Routine early PCI within 6 hours after fibrinolysis would be safe and superior to the standard treatment of fibrinolysis with rescue PCI or delayed cardiac catheterization in patients with STEMI who did not undergo primary PCI.
Patients Enrolled: 1,059
Mean Follow Up: 30 days
Mean Patient Age: Median age: 56.5 years; age >75 years: 9%
- Patients with STEMI within 12 hours of symptom onset to participating non-PCI centers and treated with TNK
- ≥2 mm ST-segment elevation in two anterior leads or ≥1 mm ST-segment elevation in two inferior leads, along with at least one of the following:
- Systolic blood pressure <100 mm Hg,
- Heart rate >100 bpm,
- Killip class II-III,
- ≥2 mm of ST-segment depression in the anterior leads,
- ≥1 mm of ST elevation in right-sided lead V4 (V4R), indicative of right ventricular involvement
- Cardiogenic shock
- PCI within 1 month
- Prior cardiac bypass surgery
- Availability of primary PCI with an anticipated door-to-balloon time of <60 minutes
- Left bundle branch block
- Use of thrombolytic agent other than TNK for index event
- Contraindication to use of thrombolytics, such as recent trauma or surgery
- History of heparin-induced thrombocytopenia
- Documented allergy to aspirin
- Other serious illness (e.g., active cancer, significant hepatic disease)
- Serum creatinine >1.4 mg/dl
- Use of low molecular weight heparin in the last 12 hours in patients >75 years of age
- Thirty-day composite of death, reinfarction, recurrent ischemia, new or worsening heart failure, and cardiogenic shock
- Death or reinfarction at 6 months
- TIMI/GUSTO severe bleeding
Patients with STEMI were randomized to a pharmacoinvasive strategy (emergent transfer for PCI within 6 hours of fibrinolysis) or to standard treatment after fibrinolysis (which included rescue PCI as required for ongoing chest pain and <50% resolution of ST-elevation at 60-90 minutes, or if patients were hemodynamically unstable).
For standard treatment patients who did not require rescue PCI, elective cardiac catheterization within the first 2 weeks was encouraged, but not mandated.
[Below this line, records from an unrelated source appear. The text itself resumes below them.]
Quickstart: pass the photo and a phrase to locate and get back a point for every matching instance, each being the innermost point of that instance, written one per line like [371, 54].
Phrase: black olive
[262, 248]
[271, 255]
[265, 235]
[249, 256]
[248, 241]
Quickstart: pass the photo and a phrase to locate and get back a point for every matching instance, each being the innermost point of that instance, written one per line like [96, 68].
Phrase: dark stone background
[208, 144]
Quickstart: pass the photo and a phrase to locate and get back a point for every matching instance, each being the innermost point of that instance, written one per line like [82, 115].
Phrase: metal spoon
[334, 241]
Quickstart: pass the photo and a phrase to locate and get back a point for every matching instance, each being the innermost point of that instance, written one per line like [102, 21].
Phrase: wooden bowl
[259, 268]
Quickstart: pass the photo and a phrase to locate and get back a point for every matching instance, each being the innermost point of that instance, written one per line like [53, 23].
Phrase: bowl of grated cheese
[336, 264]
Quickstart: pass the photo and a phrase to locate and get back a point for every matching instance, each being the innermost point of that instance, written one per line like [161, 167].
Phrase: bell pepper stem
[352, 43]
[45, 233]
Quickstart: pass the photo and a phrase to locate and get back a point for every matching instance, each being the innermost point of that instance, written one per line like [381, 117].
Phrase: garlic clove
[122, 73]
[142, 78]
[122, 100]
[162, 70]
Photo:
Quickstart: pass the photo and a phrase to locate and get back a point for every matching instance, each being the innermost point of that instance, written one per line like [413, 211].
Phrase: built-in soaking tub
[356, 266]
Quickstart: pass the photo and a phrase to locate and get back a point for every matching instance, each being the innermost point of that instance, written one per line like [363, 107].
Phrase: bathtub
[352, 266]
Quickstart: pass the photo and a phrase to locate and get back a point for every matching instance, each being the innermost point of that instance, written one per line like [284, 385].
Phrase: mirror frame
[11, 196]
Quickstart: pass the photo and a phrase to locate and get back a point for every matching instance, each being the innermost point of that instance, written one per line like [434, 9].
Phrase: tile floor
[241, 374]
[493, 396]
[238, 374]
All patients received standard-dose tenecteplase (TNK), heparin, and aspirin 160-325 mg.
Either unfractionated heparin (UFH) or enoxaparin was used based on institutions' standard practice, using weight-adjusted dosing consistent with published STEMI guidelines. Clopidogrel loading (300 mg for patients ≤75 years of age, and 75 mg if >75 years of age) was strongly encouraged in all study patients. Glycoprotein IIb/IIIa inhibitors were used at the interventional centers (not at the site of fibrinolysis), as per the discretion of the operator.
PCI of the culprit lesion was performed if ≥70% stenosis, or high-risk features were present (i.e., thrombus, ulceration, dissection). Stents were used whenever technically feasible (bare-metal: 79.3%).
Other medications: beta-blockers (87%), statins (90%), angiotensin-converting enzyme inhibitors/angiotensin-receptor blockers (81.5%)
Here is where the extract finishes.